![]() Image rendered by NASA Goddard Laboratory for Atmospheres. (Data from NOAA/AVHRR) |
Satellite imagery, used with geographic information systems (GIS) and physical models, can give coastal resource managers and emergency preparedness officials a wealth of hurricane-related information. Prior to a storm, remotely sensed data helps pinpoint where previous hazard events have occurred, where they are likely to occur in the future and the costs associated with historical events. After the storm, remote sensing can be used to determine the extent of landscape change and monitor the progress of recovery. Remote sensing allows a larger land mass to be studied in a shorter amount of time than is possible with traditional ground cover study methods. |
Storm surge (storm tide) is the most dangerous aspect of a hurricane. It is a phenomenon that occurs when the winds and forward motion associated with a hurricane and low barometric pressure pile water up in front of the storm system as it moves toward the shore. Storm surge heights and associated waves are dependent on a combination of factors, including the configuration of the continental shelf (narrow or wide), the depth of the ocean bottom, the intensity of the storm, the storm's forward speed, and the storm's direction of movement.

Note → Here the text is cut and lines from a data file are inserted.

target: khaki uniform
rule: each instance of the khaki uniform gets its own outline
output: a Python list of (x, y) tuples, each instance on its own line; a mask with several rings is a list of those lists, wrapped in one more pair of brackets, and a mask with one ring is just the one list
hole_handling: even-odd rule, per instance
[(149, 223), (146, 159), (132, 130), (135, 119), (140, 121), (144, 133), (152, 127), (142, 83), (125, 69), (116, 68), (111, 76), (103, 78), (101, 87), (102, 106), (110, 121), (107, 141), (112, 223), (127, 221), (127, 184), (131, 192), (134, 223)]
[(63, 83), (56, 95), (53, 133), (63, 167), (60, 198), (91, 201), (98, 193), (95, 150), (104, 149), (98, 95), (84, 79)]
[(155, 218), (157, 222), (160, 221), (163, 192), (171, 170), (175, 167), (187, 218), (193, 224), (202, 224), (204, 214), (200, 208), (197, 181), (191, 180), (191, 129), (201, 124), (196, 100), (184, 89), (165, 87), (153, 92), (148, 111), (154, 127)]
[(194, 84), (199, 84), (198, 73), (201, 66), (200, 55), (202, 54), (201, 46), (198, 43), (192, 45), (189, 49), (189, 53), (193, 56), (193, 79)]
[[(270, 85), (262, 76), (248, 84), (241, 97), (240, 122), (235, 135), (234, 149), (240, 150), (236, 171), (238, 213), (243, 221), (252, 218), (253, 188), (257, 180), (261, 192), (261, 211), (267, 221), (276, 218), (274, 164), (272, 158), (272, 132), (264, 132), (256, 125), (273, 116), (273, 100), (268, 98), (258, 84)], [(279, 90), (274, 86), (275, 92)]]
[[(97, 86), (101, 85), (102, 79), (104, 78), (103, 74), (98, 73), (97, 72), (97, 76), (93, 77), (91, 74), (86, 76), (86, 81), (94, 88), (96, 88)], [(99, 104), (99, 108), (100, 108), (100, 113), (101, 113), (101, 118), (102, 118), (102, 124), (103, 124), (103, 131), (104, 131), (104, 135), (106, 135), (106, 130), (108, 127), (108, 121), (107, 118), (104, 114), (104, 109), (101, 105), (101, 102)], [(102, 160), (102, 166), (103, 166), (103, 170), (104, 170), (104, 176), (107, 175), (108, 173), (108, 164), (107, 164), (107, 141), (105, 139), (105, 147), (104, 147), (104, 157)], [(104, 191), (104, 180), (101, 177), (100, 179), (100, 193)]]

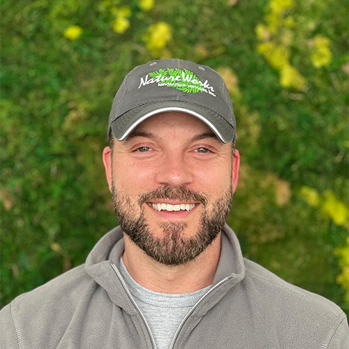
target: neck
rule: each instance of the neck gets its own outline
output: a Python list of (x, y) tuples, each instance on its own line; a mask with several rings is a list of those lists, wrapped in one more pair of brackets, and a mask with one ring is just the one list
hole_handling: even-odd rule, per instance
[(212, 284), (221, 254), (221, 234), (194, 260), (181, 265), (165, 265), (146, 255), (126, 235), (124, 264), (143, 287), (163, 293), (186, 293)]

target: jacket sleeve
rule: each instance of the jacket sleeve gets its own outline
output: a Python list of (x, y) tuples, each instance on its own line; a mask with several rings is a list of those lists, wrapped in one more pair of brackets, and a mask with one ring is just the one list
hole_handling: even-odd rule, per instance
[(11, 304), (8, 304), (0, 311), (0, 347), (1, 349), (22, 348), (16, 333), (11, 314)]
[(346, 314), (343, 314), (342, 320), (330, 339), (328, 346), (323, 346), (328, 349), (347, 349), (349, 348), (349, 327)]

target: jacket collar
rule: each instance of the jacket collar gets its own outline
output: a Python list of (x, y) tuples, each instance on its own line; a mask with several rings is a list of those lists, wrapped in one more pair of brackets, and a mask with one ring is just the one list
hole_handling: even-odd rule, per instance
[[(115, 304), (128, 310), (130, 313), (136, 313), (135, 308), (125, 297), (124, 287), (110, 262), (112, 261), (117, 267), (124, 249), (123, 232), (120, 227), (117, 227), (95, 245), (86, 260), (85, 270), (107, 292)], [(226, 278), (229, 280), (219, 288), (219, 292), (215, 292), (214, 303), (218, 302), (234, 285), (240, 282), (244, 275), (245, 266), (239, 241), (234, 232), (225, 224), (222, 230), (221, 257), (213, 285)]]

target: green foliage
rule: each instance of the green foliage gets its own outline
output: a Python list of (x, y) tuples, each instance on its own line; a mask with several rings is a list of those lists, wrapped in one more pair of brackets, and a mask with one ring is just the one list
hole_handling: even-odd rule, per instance
[[(229, 223), (245, 255), (348, 311), (334, 253), (347, 230), (302, 188), (348, 208), (348, 4), (289, 2), (271, 16), (280, 1), (3, 1), (2, 305), (84, 262), (116, 224), (101, 161), (112, 98), (135, 66), (172, 57), (220, 70), (231, 92), (242, 168)], [(285, 82), (290, 66), (304, 86)]]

Storm surge flooding, high winds, and freshwater flooding are the main hazards that render an area unsafe during a hurricane. To assess the vulnerability of an area to hurricane storm surge, the maximum envelope of water must be compared to the elevation of the area to predict whether the area will be flooded during a range of storm scenarios. The storm's angle and direction of attack will be critical for modelling different scenarios. The methodology used to assess hurricane storm surge vulnerability will be briefly explained here.
Surge Inundation Areas
To estimate the extent of flooding that can be expected from a hurricane making landfall along South Carolinas coast, results from The National Oceanic and Atmospheric Administration's (NOAA) National Weather Service Sea, Lake and Overland Surges from Hurricanes (SLOSH) model were run by the Storm Surge Group at the National Hurricane Center. Three models were used to predict the potential storm surge for the South Carolina coast: the Wilmington/Myrtle Beach basin model, the Charleston basin model, and the Savannah/Hilton Head basin model. The output from these SLOSH models consists of predictions of water heights throughout these basins created by hurricanes making landfall along the South Carolina coast.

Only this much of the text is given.